The hubby loves fudge at Christmas, and he loves chocolate and peanut butter (you know, like most normal people), so it should stand to reason that he should love chocolate and peanut butter swirled together in fudge, right? Right.
There's no surprise twist to this story. The hubby does like peanut butter swirl fudge.

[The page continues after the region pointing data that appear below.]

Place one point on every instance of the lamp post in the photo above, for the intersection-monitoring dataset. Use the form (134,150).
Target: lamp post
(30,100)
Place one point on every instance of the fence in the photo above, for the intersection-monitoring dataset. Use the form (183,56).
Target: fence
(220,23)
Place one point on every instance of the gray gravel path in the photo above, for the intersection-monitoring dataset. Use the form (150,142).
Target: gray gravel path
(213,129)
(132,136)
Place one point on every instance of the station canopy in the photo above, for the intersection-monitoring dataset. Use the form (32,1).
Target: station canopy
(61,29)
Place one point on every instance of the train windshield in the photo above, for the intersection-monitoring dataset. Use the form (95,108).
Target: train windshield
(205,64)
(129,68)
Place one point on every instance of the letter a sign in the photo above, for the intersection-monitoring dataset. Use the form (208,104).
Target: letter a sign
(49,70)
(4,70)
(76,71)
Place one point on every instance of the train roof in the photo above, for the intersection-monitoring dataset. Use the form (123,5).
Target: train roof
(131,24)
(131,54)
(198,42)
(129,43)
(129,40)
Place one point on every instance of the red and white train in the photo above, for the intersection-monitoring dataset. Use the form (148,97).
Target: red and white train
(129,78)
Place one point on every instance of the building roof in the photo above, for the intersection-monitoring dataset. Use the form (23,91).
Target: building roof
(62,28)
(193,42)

Okay, there's a bit of a twist. This Hershey's recipe was supposed to be two-tone fudge -- peanut butter on the bottom and chocolate on top. But even though I actually followed the recipe to the letter, there was no way this recipe was going to work without the peanut butter layer setting up first. And by then, the chocolate layer would have been too set up to spread out. So, I attempted to save face by swirling them.
And I think it's purty.
Peanut Butter Swirl Fudge
Makes 25 pieces
1 cup peanut butter chips
1 cup semisweet chocolate chips
2 1/4 cups sugar
1 7-ounce jar marshmallow creme
3/4 cup evaporated milk
1/4 cup (1/2 stick) butter
1 teaspoon vanilla extract
1. Line an 8-inch square pan with foil, extending the foil over the edges of the pan. In a medium bowl, place peanut butter chips. Add chocolate chips to a second medium bowl.
2. In a heavy saucepan, combine sugar, marshmallow creme, evaporated milk, and butter. Cook over medium heat, stirring constantly, until mixture comes to a boil. Boil 5 minutes, stirring constantly.
My saucepan seemed a wee bit too small, and my mixture almost boiled over. That would have been quite messy.
3. Remove from heat and stir in vanilla.
4. Divide the mixture among the medium bowls with the peanut butter and chocolate chips.
5. Stir peanut butter chips until creamy.
6. Pour into prepared pan.
7. Stir chocolate chips until creamy.
8. Pour over the peanut butter layer.
9. Swirl mixture with a knife.
10. Cool to room temperature, and then refrigerate until firm. Use foil to lift fudge out of pan, and cut into squares.